The Art of Active Listening: Improving Communication with your Teenager

The one skill that a parent of a teen needs above all of the others is the ability to listen. This does not mean that you will agree or accept everything they have to say. This simply means that you will listen twice as much as you will speak. When parents listen actively, they send children the message that they are important enough to have the parent’s undivided attention. Many problems can be solved and even prevented when parents take the time to use active listening.

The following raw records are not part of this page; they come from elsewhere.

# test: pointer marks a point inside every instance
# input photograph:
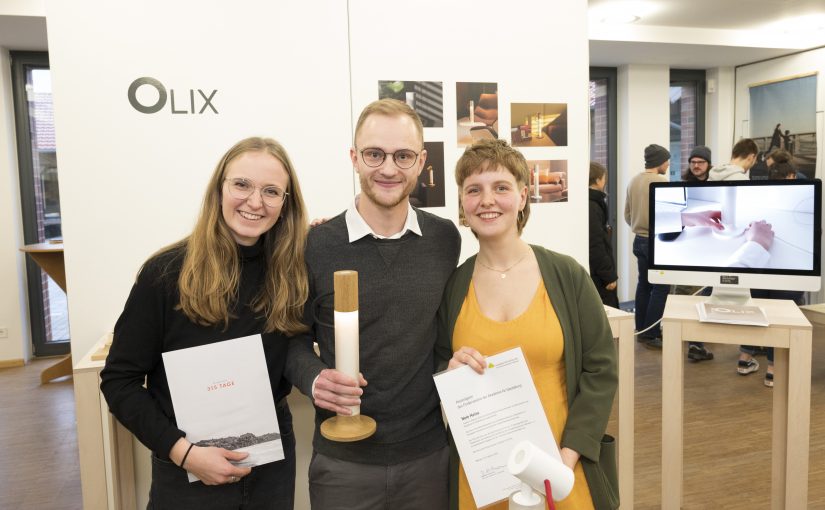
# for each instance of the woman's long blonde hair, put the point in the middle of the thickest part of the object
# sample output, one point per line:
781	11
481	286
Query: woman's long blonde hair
210	274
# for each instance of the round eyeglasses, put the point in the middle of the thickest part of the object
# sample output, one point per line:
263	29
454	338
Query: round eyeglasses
242	189
404	158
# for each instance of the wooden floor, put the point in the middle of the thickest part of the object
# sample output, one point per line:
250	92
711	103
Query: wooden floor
39	467
727	436
727	432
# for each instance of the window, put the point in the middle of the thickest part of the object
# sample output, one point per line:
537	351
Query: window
40	199
603	133
687	117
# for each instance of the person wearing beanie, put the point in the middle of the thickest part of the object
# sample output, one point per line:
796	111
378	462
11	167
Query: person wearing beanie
698	165
696	171
655	156
650	299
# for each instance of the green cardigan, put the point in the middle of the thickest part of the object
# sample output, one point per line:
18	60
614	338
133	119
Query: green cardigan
590	366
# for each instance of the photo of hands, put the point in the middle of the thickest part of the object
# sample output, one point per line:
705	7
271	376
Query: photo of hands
754	227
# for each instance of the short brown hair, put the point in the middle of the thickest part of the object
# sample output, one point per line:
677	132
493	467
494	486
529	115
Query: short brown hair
390	108
744	148
780	156
783	170
597	171
487	156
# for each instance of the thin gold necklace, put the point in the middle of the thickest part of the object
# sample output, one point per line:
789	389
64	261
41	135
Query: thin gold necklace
503	272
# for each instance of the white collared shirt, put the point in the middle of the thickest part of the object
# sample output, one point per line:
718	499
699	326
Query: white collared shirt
357	227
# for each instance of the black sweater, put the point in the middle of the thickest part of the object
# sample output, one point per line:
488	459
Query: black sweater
150	325
602	265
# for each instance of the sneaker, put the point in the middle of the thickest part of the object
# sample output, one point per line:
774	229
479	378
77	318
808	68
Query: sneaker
760	351
699	353
747	367
653	343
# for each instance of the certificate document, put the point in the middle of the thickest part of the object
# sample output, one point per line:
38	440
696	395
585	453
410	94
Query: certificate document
222	397
488	415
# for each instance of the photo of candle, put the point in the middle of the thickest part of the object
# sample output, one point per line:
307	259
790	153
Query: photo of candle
548	180
545	124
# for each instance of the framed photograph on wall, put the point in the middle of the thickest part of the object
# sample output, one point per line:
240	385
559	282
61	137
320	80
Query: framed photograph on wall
425	97
548	180
476	112
538	124
429	190
783	116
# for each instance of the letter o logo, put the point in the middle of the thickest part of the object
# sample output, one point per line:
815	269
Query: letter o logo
154	83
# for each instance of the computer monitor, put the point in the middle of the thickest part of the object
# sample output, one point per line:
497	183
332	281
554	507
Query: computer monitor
706	233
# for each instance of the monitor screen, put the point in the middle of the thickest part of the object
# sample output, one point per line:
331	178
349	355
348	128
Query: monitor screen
736	234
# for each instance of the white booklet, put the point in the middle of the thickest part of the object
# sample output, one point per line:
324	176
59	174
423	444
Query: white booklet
222	397
745	315
489	414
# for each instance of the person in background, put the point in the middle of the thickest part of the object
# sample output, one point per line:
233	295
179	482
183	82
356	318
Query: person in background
602	263
403	257
515	294
743	157
697	171
240	272
747	363
650	298
698	165
776	138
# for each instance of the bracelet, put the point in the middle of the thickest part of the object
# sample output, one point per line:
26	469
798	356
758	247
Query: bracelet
182	462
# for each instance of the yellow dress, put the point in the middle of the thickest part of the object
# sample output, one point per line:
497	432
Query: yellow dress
538	332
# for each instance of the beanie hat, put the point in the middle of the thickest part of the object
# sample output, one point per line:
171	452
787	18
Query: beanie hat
700	151
655	155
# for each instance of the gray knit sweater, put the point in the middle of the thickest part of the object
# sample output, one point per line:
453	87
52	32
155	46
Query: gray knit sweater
400	282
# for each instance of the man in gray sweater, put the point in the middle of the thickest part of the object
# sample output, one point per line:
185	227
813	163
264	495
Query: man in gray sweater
404	257
650	298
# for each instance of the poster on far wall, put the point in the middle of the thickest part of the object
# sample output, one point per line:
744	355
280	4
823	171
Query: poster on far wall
538	124
783	116
548	180
476	107
429	190
425	97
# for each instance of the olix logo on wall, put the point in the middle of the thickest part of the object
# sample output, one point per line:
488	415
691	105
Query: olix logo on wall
179	102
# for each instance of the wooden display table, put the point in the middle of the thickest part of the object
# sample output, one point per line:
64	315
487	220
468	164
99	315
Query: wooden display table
790	334
49	256
105	446
622	324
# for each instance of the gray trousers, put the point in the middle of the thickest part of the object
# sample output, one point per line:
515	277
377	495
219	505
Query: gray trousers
415	485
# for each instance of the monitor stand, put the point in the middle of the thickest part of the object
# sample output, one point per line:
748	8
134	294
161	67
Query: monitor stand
730	296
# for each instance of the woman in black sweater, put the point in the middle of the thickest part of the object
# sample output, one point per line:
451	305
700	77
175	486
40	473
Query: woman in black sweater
240	272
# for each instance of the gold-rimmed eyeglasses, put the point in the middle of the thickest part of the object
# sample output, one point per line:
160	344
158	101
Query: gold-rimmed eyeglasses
404	158
242	189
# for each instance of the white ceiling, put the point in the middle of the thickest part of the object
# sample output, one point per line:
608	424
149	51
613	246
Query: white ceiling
689	34
701	34
23	33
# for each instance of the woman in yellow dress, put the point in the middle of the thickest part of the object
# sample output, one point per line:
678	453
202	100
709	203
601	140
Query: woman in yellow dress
515	294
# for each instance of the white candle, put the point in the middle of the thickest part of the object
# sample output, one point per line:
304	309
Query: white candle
346	347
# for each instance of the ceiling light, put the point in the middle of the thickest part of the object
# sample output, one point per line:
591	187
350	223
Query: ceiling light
619	18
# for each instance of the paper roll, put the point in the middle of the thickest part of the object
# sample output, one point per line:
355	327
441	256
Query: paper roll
526	499
533	466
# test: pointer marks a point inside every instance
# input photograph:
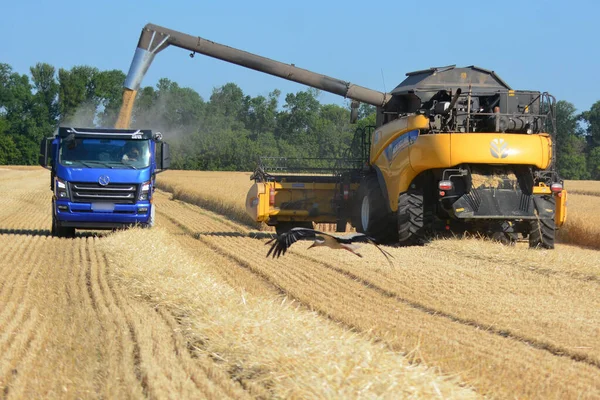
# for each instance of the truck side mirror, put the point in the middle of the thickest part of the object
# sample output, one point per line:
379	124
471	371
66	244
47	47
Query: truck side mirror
165	156
44	147
354	111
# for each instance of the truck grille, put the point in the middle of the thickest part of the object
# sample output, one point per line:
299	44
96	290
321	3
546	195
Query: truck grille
111	193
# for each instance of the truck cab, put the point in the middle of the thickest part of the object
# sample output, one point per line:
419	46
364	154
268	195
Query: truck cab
102	178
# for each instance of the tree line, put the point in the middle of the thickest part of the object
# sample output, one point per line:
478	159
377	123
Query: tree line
230	130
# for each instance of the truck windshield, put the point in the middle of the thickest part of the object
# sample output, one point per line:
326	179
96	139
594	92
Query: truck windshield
105	153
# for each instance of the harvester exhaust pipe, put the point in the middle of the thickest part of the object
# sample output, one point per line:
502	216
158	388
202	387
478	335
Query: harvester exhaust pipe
155	38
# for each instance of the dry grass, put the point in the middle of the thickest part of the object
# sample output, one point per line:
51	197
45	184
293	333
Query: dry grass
221	192
66	329
591	188
273	348
225	193
194	310
583	221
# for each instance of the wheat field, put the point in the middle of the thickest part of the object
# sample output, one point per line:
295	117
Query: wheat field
193	309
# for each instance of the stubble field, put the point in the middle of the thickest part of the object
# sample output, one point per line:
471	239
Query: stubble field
193	308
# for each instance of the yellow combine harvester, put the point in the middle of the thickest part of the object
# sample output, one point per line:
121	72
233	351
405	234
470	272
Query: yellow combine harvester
453	150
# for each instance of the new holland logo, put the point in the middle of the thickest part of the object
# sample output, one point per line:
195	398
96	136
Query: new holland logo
499	148
103	180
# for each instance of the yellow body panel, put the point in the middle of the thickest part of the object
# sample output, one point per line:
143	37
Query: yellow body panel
401	154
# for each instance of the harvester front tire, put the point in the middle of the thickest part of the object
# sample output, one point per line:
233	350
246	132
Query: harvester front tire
374	218
542	231
411	227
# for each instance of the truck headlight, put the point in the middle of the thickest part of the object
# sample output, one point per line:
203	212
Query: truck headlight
144	192
61	191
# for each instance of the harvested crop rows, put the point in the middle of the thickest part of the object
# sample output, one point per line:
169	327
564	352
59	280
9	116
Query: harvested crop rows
194	309
67	331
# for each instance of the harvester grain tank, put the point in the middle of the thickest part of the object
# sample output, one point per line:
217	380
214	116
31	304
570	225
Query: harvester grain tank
453	149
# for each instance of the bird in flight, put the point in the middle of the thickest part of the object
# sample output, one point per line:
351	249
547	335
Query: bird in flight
348	242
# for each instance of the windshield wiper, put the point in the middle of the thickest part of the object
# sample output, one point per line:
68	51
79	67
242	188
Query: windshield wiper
101	163
69	163
121	164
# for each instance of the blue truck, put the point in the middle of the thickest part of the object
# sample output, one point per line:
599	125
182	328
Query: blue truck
102	178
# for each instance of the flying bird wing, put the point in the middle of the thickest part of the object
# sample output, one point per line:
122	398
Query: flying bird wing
357	237
285	240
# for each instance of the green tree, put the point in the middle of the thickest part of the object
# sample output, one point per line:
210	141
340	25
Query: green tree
594	163
592	119
261	113
570	145
296	123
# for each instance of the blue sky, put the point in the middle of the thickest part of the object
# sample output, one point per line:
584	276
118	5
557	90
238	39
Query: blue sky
540	45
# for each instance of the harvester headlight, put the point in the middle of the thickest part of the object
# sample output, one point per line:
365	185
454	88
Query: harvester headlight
556	187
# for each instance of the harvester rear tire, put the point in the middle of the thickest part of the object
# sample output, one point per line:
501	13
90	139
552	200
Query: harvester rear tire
542	231
373	217
411	227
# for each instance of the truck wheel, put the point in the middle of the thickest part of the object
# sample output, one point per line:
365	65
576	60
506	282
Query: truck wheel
411	229
542	230
373	216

Active listening is about focusing and concentrating on the person who is speaking. The method of active listening discourages parents from jumping in with their opinions, solutions, criticisms, and/or orders. Instead, the art of active listening is to stop what you are doing, look at your child, give them your full attention, look and listen for nonverbal messages, listen to what is said rather than trying to figure out how to reply or fix the problem, and then comment (reflectively) on what you think you heard them say. If you need to ask questions, try to avoid dead-end questions, as they tend to lead to a limited range of responses. Questions that are open-ended lead children to describe, explain, or share ideas and will likely extend the conversation. The following example will model how to use active listening:

Teen: I hate math class.
Parent: Mmnn?
Teen: My friends are picking on me in class
Parent: They are picking on you?
Teen: Yes, They keep saying that I am stupid.
Parent: Do you know why they are saying that you are stupid?
Teen: Yes, because I can’t understand the math problems.
Parent: Sounds like you are having problems in math?
Teen: Yes……(tells mother what she/he is having problems with in math)

This parent listened and allowed the teenager to express her feelings about math class and the fact that her peers are making fun of her. This parent did not tell her how to solve the problem nor did the parent deny the teen’s feelings. Instead, the parent encouraged the teen to identify the problem and the feelings associated with the problem.

The results from using active listening will take time and practice and does not produce changes overnight. Usually, each time you and your teen talk, your conversation will get easier if you utilize the art of active listening.